図7は、σ=0.34の結果です。このモデルでの感染爆発近傍の値です。データの上昇領域を再現するように初期感染者の総数を2600人に小さくしています。時間分布の形は同じです。ピーク以降はほぼ横ばいの値を示しています。図6と同様に、4月7日の緊急事態宣言から、感染確率を80%減少した(σ=0.068)結果を黒線で示しています。ほぼデータを再現しています。

また5月12日から感染確率を元の値(σ=0.34)に戻したときの結果を緑線で示しました。多少裾が上がりますが、急激な上昇は見られません。自粛をしない場合、感染者17381人、死者719人、自粛をした場合、感染者5058人、死者248人です。

図7

図8は、σ=0.5の結果です。初期感染者の総数を1500人に小さくしています。時間分布の形は同じです。図6と同様に、4月7日の緊急事態宣言から、感染確率を80%減少した(σ=0.1)結果を黒線で、5月12日から感染率を元の値(σ=0.5)に戻したときの結果を緑線で示しています。80%自粛した結果はデータを良く再現しています。

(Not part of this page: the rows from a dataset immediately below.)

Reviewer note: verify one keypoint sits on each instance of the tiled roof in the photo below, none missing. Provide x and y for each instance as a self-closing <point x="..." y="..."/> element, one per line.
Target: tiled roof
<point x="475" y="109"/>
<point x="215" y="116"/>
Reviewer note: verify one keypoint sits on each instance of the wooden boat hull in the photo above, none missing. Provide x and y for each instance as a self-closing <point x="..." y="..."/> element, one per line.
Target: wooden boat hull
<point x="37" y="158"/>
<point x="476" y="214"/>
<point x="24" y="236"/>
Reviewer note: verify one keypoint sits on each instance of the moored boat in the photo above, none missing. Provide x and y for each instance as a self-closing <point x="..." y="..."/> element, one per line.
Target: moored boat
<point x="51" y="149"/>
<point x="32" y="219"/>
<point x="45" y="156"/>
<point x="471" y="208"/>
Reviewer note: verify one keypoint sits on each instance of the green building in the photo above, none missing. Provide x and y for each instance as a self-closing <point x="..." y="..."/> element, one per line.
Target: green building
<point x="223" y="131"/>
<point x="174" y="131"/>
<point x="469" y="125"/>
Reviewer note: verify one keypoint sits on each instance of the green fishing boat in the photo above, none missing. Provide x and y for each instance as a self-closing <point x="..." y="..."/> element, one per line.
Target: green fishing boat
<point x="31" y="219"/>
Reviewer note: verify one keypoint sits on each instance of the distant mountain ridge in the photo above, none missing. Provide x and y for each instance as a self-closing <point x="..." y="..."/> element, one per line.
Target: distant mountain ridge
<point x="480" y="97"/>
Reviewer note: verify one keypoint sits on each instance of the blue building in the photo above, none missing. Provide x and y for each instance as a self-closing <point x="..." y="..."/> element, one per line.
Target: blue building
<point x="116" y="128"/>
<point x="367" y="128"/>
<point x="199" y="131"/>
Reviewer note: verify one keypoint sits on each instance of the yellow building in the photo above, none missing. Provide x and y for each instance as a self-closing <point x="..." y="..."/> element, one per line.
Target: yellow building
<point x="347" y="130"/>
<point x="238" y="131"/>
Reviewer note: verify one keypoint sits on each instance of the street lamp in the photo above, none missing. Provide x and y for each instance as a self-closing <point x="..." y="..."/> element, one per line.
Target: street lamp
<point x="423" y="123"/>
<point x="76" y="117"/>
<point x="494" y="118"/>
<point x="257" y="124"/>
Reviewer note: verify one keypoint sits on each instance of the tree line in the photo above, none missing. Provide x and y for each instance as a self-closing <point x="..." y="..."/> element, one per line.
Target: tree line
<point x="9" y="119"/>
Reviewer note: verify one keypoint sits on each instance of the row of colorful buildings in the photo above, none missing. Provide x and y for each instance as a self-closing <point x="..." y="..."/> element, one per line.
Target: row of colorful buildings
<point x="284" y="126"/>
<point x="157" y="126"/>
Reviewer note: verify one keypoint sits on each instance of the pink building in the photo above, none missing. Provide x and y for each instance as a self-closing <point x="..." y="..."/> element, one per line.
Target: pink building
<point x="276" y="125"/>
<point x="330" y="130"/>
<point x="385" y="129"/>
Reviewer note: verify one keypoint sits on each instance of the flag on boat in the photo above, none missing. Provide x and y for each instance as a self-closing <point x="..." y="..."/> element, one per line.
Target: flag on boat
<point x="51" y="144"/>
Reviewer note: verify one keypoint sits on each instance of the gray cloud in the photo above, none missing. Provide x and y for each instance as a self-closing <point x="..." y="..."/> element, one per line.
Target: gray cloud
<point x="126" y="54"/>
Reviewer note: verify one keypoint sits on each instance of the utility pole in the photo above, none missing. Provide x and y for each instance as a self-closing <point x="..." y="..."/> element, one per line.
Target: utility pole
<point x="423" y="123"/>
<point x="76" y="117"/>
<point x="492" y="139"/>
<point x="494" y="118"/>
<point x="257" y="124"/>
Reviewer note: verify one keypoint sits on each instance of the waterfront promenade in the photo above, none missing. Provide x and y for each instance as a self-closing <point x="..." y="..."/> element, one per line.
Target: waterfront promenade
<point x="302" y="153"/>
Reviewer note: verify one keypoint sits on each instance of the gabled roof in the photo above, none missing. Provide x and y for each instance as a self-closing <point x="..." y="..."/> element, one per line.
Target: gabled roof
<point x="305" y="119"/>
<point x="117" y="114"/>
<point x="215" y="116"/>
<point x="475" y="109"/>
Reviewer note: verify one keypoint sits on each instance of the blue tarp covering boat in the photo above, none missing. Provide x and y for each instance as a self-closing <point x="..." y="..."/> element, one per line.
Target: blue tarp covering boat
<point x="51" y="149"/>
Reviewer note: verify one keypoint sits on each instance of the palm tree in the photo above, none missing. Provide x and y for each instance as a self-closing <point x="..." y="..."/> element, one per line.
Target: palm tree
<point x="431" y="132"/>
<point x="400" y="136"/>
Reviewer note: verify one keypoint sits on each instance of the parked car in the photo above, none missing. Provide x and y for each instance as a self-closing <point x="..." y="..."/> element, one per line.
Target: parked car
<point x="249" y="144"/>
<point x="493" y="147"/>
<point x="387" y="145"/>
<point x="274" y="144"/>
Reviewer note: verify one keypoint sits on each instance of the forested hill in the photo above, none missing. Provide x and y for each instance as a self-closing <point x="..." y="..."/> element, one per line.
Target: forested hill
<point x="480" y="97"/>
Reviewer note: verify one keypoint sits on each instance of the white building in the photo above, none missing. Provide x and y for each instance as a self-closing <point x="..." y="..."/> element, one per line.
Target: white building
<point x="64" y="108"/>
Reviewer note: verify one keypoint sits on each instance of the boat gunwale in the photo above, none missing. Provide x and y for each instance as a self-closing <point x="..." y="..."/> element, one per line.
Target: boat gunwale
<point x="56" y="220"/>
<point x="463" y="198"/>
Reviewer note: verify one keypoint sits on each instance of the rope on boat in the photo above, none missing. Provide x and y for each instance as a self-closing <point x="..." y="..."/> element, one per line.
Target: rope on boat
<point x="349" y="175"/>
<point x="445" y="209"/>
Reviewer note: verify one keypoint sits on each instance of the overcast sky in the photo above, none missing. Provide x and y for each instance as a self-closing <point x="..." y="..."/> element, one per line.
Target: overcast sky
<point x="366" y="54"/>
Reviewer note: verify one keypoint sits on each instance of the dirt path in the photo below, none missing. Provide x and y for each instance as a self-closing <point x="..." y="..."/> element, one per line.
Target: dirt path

この図は西浦氏が示した、感染爆発が80%の接触低減で押さえられ、自粛を解除すると再び上昇するという図に似ています。このケースでは、自粛をしない場合、感染者100,060人、死者3098人、自粛をした場合、感染者5185人、死者251人です。

図8

簡単な感染拡散モデルを粒子輸送のモンテカルロコードPHITSに実装し、東京都の新規感染者日毎変化をシミュレートしました。フィットしたパラメータは、初期感染者の時間分布と強度です。このシミュレーションを用いて、感染確率σを変化させデータとの比較を行いました。

3つの感染確率σの場合の結果を示しましたが、緊急事態宣言の4月7日から感染確率σを80%減少させる所謂自粛を行うと、どの場合も東京都のデータを良く再現してしまいます。

つまり、感染確率σの値によっては、全くの自粛なしで大丈夫だったというシナリオも、西浦氏が主張した感染爆発の状態であったものが80%の自粛によって現状の状態に落着いたというシナリオも、両者とも成立します。従って、別種のデータから、この感染確率、SIRモデルでのR0の値を確定することが早急に求められます。これまでの措置の評価にも、今後の対応策にも非常に重要なものだと思います。